Se a tutt’oggi gli arabi in Israele non godevano della totalità dei diritti degli israeliani veri e propri, con la legge appena approvata si fa un salto di qualità negativa: si sancisce per legge che una differenza comporta meno diritti per alcuni e diritti completi per altri.
Ancora una volta Israele si allontana da un percorso democratico e si rende sempre più avversario tra avversari, nemico tra nemici. L’interessa nazionale non può risiedere nel privilegio del popolo “di maggioranza” che abita in uno Stato rispetto alle minoranze, perché sarà sempre e solo un interesse di una parte contro un’altra. Non sarà mai una politica di giustizia sociale quella che discenderà da questi princìpi, ma solo una politica di privilegi per alcuni e di concessioni per altri.
Riconoscendo le ragioni della sua fondazione, della sua storia, Israele può cambiare percorso: può avvicinarsi ai valori dell’umanità che negano le atrocità compiute in tutti questi decenni e scrollarsi da addosso quell’etichetta d’essere simile ai carnefici del suo popolo nell’olocausto hitleriano, fuori dal delirio di superiorità etnico-religiosa, dentro invece un contesto di sviluppo delle relazioni sociali che mettano fine al conflitto con i palestinesi che non rende nessuno sicuro di vivere la propria vita.

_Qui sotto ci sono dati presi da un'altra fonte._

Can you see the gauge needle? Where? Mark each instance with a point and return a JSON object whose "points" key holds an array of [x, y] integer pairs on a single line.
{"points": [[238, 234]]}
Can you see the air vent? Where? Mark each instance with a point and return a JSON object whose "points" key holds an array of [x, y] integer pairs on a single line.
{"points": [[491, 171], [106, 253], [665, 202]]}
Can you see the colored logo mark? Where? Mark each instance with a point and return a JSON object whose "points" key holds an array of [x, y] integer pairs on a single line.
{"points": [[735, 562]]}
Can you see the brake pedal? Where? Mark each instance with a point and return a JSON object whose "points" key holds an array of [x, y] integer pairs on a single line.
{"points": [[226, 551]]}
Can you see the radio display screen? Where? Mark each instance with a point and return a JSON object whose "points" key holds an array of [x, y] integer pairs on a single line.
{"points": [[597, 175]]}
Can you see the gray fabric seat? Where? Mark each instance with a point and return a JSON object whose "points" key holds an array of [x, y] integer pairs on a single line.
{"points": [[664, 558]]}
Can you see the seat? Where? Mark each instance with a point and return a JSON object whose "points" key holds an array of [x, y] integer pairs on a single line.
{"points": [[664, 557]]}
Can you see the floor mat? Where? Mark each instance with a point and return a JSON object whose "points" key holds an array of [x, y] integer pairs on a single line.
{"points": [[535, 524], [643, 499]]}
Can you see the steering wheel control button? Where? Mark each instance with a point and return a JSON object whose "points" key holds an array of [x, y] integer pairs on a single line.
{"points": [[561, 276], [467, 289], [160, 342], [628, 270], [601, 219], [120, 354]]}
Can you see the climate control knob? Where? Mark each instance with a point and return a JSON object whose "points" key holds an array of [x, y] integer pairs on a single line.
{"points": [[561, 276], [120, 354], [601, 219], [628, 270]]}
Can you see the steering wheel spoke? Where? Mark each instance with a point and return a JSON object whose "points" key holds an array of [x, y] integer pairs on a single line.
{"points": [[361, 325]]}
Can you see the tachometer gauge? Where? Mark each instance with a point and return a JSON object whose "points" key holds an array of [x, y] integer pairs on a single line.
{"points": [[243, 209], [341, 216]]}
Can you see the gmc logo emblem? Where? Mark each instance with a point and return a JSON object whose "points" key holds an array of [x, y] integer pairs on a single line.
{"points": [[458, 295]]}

Tutto ciò risponderà anche alla politica “reale” e “realistica”, ma molto poco interpreta la necessità di rispondere alla storia con fatti concreti, conservando la memoria e il rispetto per milioni di vittime attraverso la solidarietà internazionale, la vicinanza e la comunanza di culture che possono vivere insieme nella giusta, sacrosanta differenza di origine.